Denkt man sich zu dieser einfach wirksamen, obendrein in gute Verse gefassten Handlung den breiten Strom schönen und edlen Gesanges und eine ausgezeichnete Wiedergabe aller Hauptrollen, vorab der Elsbet durch Frln. Stehle, so wird der bühnenkundige Leser den Erfolg wohlbegründet und begreiflich finden. Die Oper verdient nicht bloss auf dem Münchener, sondern auf dem deutschen Repertoire dauernd zu bestehen.

Nach dieser Analyse des Werkes will ich aber auch noch ein Wort vom Componisten reden.

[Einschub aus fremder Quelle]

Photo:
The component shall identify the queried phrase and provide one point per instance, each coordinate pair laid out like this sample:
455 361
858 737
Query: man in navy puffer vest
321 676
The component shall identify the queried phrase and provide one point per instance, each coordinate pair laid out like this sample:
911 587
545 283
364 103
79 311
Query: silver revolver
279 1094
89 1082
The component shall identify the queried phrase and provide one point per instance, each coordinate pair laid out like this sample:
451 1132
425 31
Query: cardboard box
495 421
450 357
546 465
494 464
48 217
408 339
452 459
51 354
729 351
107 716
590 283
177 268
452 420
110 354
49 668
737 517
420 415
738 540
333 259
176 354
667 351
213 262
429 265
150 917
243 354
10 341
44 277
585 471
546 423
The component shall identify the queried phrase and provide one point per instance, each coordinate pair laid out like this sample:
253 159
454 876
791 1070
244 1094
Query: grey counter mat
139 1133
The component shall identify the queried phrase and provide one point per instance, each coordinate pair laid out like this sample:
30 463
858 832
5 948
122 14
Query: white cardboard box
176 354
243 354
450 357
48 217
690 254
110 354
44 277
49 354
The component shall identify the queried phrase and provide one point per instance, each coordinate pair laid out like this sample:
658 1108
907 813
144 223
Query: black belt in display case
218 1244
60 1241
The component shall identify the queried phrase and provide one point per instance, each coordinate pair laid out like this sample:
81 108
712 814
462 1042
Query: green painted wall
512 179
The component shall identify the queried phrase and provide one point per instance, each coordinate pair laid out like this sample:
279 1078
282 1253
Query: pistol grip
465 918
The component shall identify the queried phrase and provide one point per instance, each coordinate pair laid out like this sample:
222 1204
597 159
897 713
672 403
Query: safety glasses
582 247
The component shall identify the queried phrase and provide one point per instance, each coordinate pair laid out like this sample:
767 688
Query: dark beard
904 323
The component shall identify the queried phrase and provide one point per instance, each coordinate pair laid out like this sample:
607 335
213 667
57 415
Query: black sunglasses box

Wenn uns gegenwärtig schon eine musikalische Oper, eine Oper zum Hören an sich überrascht, so überraschte sie doppelt als ein Werk Rheinbergers. In München und anderwärts wird man Rheinberger viel gutes zutrauen, und doch hätte man ihm gerade eine Oper dieser Art wohl am wenigsten zugetraut. Der junge Künstler ist von Haus aus Instrumentalcomponist, und hat in der Kammer- und Kirchenmusik die erste Schule seiner Productivität gemacht. Ein Quintett [1], dann ein im strengen polyphonen Styl gearbeitetes Stabat mater erregten vor Jahren Aufmerksamkeit, Clavierwerke kamen hinzu, und alle diese Musik charakterisirte sich besonders durch die Leichtigkeit mit welcher der Componist contrapunktische Formen erfand, handhabte und der modernen Schreibart anbequemte. Das deutete nicht entfernt auf einen wirksamen Opernstyl. Durch die Musik zum "wunderthätigen Magus“ und zu Raymunds "unheilbringender Krone“ näherte sich Rheinberger dann allerdings der Bühne, allein mit symphonischen Instrumentalsätzen, die den Kennern gefielen weil und insofern sie eben gar keine rechte Theatermusik waren, viel zu fein für das conversirende Zwischenacts-Publikum. Auch die bekannte Wallenstein-Symphonie des Künstlers liess keineswegs den berufenen Operncomponisten ahnen; denn die Schwäche dieses sonst so tüchtigen Werkes scheint mir eben darin zu liegen, dass es gedrückt wird von dem Streben nach dramatisirender Charaktermalerei, statt sich frei in derselben zu erheben.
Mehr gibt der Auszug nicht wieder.